How Many Components
A common problem in data science is the curse of dimensionality. Essentially, the more different variables a dataset encompasses, the more mathematically intractible it is to make measurements based on them all. The usual method for dealing with this problem is Principal Component Analysis, which seeks to reduct the data to a lower number of dimension while retaining as much information as possible. The most common method of doing this is as follows.

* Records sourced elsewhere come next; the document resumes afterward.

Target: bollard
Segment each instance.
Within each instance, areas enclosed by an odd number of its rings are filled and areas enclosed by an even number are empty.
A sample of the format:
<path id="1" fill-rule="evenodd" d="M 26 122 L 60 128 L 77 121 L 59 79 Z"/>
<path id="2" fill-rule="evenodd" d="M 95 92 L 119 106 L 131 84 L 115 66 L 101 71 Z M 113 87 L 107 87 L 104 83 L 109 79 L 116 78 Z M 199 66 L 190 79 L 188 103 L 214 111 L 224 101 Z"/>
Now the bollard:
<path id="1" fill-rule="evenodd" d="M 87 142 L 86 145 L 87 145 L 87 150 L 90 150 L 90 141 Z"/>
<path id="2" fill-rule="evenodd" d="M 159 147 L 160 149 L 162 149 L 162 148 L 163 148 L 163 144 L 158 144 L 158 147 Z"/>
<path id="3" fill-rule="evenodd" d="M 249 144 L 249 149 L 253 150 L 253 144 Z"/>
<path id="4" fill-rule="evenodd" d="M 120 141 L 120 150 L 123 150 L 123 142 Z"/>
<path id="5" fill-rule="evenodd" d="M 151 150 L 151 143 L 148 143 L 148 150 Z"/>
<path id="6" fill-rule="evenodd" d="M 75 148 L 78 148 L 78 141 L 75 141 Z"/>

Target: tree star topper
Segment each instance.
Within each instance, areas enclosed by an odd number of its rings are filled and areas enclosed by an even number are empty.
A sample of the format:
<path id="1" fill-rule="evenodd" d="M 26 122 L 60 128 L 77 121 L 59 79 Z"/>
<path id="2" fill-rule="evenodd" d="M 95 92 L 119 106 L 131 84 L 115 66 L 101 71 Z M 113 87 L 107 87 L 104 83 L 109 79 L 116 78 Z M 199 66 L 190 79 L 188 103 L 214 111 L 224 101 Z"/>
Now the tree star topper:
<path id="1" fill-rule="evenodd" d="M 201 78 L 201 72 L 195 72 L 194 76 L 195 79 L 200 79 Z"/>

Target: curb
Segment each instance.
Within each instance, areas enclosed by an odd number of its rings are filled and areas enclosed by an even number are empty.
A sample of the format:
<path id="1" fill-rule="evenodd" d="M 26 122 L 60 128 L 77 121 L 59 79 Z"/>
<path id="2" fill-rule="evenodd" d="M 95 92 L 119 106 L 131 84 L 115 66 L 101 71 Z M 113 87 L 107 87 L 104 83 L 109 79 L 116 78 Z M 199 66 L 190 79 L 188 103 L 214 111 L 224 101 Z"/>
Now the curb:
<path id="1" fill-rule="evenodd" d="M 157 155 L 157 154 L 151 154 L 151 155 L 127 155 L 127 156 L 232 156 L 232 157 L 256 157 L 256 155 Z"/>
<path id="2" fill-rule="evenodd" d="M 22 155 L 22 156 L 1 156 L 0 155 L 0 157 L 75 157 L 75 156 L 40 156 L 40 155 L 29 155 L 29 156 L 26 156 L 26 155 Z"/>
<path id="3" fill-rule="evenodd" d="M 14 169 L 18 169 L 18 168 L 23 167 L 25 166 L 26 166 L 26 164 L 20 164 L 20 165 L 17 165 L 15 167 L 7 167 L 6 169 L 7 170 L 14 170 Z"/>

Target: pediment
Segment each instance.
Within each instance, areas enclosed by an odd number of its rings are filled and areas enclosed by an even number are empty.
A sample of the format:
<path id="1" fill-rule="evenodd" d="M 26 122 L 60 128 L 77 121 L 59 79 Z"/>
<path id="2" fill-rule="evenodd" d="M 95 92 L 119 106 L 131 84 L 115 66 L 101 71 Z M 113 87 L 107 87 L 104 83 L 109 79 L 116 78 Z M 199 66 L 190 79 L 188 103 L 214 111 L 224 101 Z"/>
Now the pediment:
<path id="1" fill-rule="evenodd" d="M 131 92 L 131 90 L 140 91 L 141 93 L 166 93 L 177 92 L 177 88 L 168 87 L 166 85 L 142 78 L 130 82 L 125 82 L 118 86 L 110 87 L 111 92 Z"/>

- Obtain either the covariance matrix of the variables of a similarity matrix of the observations, using a metric such as cosine similarity
- Calculate the eigenvalues and eigenvectors of this matrix
- Use the eigenvectors corresponding to the N largest eigenvalues to form an orthonormal basis
This however, raises the question of how to select an appropriate value of N. Since our aim is to explain the maximum amount of variance with the minimum number of components, a simple approach is to find a maximum in the sum of the proportion of components discarded with the proportion of variance retained, as measured by the eigenvalues. numpy
helps us with this by returning eigenvalues and eigenvectors in increasing order of eigenvector. The following code illustrates the method
import numpy
import numpy.linalg
def reduce_data(X,metric=None):
"""Reduces X to the number of dimensions that retains the maximum amount of infomation for the minimum number of components
Parameters
----------
X : numpy.ndarray
(n * m) array containing n rows of m-dimensional observations
metric : function (optional, default = None)
Similarity metric. Takes an (n * m) array and returns an (n * n) array of similarities
Returns
-------
numpy.ndarray
The data reduced to the optimum number of dimensions
"""
similarity = numpy.cov(X, rowvar=False) if metric is None else metric(X)
(eigenvalues, eigenvectors) = numpy.linalg.eigh(similarity)
n = eigenvalues.shape[0]
excluded = numpy.arange(n)/n
explained = 1.0 - (eigenvalues.cumsum()/eigenvalues.sum())
cutoff = (excluded + explained).argmax()
basis = eigenvectors[:,cutoff:]
return X.dot(basis) if metric is None else basis